6

I'm working with a large dataset of products(~1 million). These products come from many different sources and thus the way they have data listed in inconsistent. One of the big issues is variances product Brand names (~17,000 unique brands). Some brands have as many as 10 variances that need to be related together.

Issues:


  1. Inconsistant Spacing: Jet Boil VS Jetboil
  2. Punctuation: Granger's VS Grangers
  3. Noise Words: The North Face VS North Face
  4. Taxomonies: Armada VS Armada Skis
  5. Symbols: Phil and Teds VS Phil&Teds
  6. Mis-spelling: Patagonia VS Pategonia
  7. Other Oddities: Bell Sports VS Bell Sports #81037

Example Dataset


Black Diamond
Black Diamond (Uda)
Black Diamond Co
Black Diamond Eq Ltd
Black Diamond Eqp #76800
Black Diamond Equipment
Black Dog Machine Llc
Black Dome Press
Black Dot
Black Dragon
Black Fire
Black Flys
Black Forest Girl
Black Gold
Black Hawk Inc.
Black Hills
Black Knight
Black Label
Black Magic
Black Marine
Black Market Bikes
Black Max
Black Opal
Black Ops
Black Rain Ordance Inc.
Black Rain Ordnance
Black Rapid
Black Ribbon
Black Rifle Disease Engineerin
Black River Bucks
Black Seal
Black Seed
Black Swan
Black Tower
Black Widow
Black's

Consequences (as suggested in a comment)

  • An incorrect association will result in unrelated brands being displayed in product searches and thus weaken the usability of the presentation layer
  • Missing an association will result in the same brand being displayed multiple in a filter list and thus weaken the usability of the presentation layer

I realize that is is a large problem and likely beyond the scope of what can be resolved in a stack overflow article, but I'm looking for inspirations on how to tackle this problem.

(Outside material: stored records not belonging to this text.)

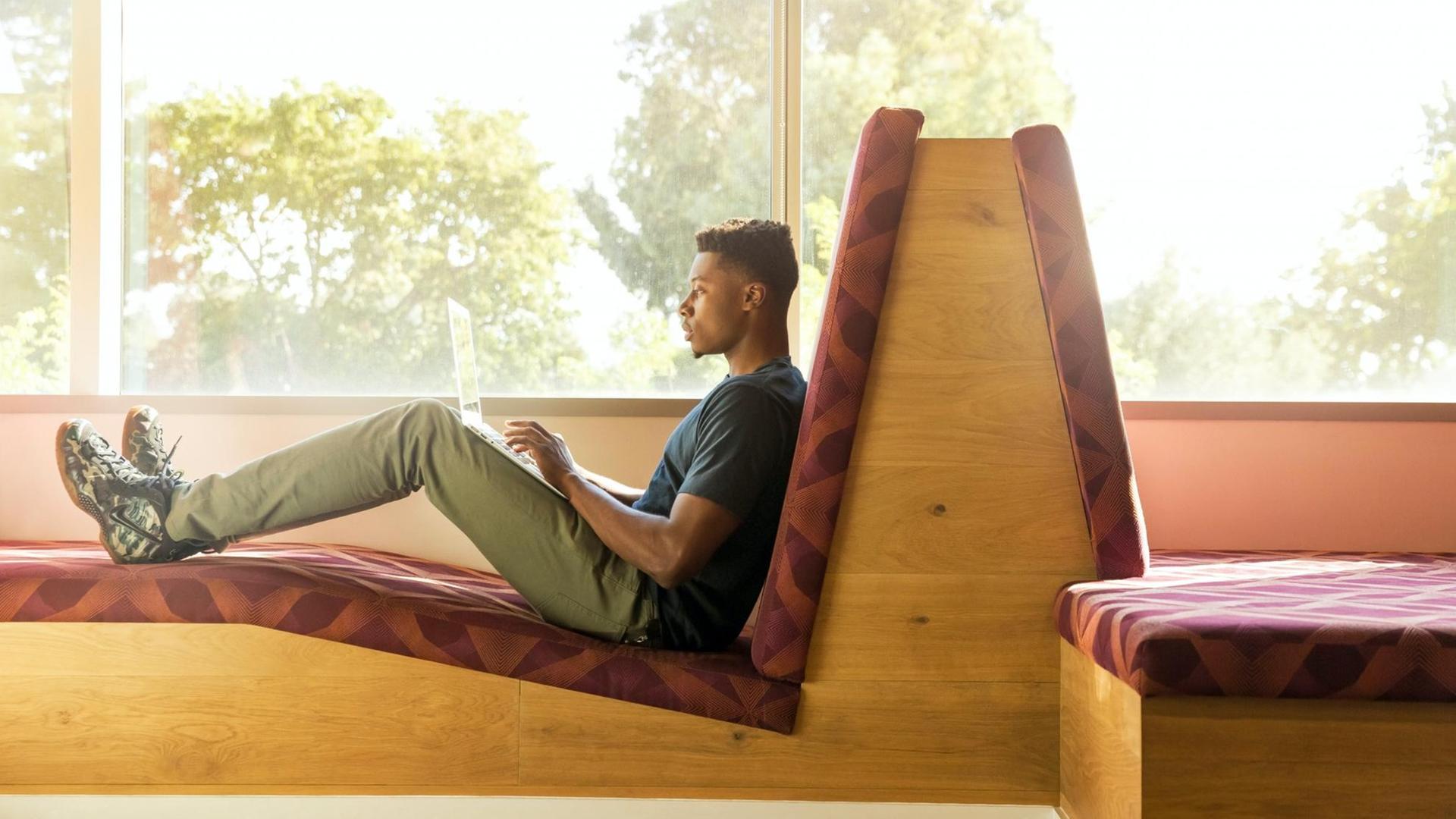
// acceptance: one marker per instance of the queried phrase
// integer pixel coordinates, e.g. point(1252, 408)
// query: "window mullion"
point(95, 203)
point(783, 165)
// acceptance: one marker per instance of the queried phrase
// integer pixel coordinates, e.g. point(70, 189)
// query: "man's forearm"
point(618, 490)
point(638, 537)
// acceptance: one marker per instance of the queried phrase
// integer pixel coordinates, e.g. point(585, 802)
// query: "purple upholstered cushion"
point(870, 222)
point(1357, 626)
point(389, 602)
point(1074, 311)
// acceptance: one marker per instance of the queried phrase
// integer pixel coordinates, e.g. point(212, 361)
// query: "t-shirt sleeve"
point(740, 444)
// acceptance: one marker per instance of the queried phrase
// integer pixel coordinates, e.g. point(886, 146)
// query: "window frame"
point(96, 260)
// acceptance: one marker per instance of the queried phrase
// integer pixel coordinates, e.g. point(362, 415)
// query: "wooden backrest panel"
point(962, 510)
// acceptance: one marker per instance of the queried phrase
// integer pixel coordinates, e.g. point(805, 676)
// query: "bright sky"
point(1235, 131)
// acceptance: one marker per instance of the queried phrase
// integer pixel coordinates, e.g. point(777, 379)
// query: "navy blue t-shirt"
point(734, 447)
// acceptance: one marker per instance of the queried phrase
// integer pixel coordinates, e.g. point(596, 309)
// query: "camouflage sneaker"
point(128, 503)
point(142, 441)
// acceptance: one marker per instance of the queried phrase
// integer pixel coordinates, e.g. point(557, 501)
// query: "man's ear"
point(755, 295)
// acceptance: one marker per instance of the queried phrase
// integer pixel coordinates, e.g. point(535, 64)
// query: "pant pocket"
point(563, 611)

Any algorithm, software pattern, or process that may help is welcome.

NSjonas
  • 10,693
  • 9
  • 66
  • 92
  • 1,2,3 and 5 seems easy. I did not understand 4. 6 can be fixed by a dictionary or ancyclopedia resource file(finding the closest match). 7: same occurences? easy. – huseyin tugrul buyukisik Sep 07 '12 at 20:16
  • 4. is the base brand name vs the brand + what they make. EX: LiquidLogic vs LiquidLogic Kayak's. They are the same brand and need to be related together. – NSjonas Sep 07 '12 at 20:20
  • Look at the dataset i just added. Complexity is added because you have brand Matches like Columbia vs Columbia River Sports, which in fact are 2 different brands – NSjonas Sep 07 '12 at 20:21
  • You can parse all different words then put inside a hashtable. Then start over again but this time you use your hashtable/hashmap to compare your parsed lines. Then, for each similar word you add another branch deeper. – huseyin tugrul buyukisik Sep 07 '12 at 20:25
  • 1
    A useful thing for you to know would be: 1, The consequences of missing a valid name match; and 2, The consequences of making a wrong match. I think these may affect any algorithm. – Paddy3118 Sep 08 '12 at 08:02
  • good point, I'll make an update – NSjonas Sep 11 '12 at 18:02

1 Answers1

3

Well, the way I would approach this would be to use some distance metric to quantify similarity between phrases and then cluster the terms by their distances.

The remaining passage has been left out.